Signed attendance sheets

• Copies of signed attendance sheets. When you hold safety meetings or training, or sessions explaining the company's harassment policies, or provide training for managers related to hiring/firing/discipline, make sure employees sign in on a sheet indicating they attended the session, King recommended. Then put a copy of the sign-in sheet in each employee's personnel file. "It's not mandatory or required, but if you're not doing it, you're leaving yourself open for a lawsuit that you might avoid if you just log the attendance," he said.

• Other education and training records. If you send an employee through I-CAR classes or other training or certification, keep a record of this in that employee's personnel file, King recommends. This will help you consistently keep all such documentation together.

• Performance-related notices. Records of all warnings, commendations, counseling, discipline or termination of employees should be kept in their personnel file. "If you write someone up, that goes in the personnel file and not somewhere else," King said.

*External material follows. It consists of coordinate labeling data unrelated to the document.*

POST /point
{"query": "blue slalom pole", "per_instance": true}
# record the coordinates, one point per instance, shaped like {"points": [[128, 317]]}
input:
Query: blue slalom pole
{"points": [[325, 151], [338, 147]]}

Review files at appraisals

Records of performance appraisals - something King recommends employers conduct on a "regular basis" - should also be kept in the personnel file.

"You can decide what a regular basis is," King told shop owners at one industry gathering. "But I recommend at least regularly. Make sure you're honest about it. Don't say everything is wonderful if it's not. Nothing's worse that trying to get rid of an employee for misconduct or poor performance and you go back through the personnel file and every review they've ever had says 'excellent,' and 'wonderful.' Remember, in a performance appraisal, you're trying to help them improve."

A number of attorneys and consultants say the performance appraisal can also serve as a regular time line for employers to privately review the employee's personnel file, making sure it is complete and orderly, and includes only what it should.

John Yoswick is a freelance writer based in Portland, Ore., who has been writing about the automotive industry since 1988.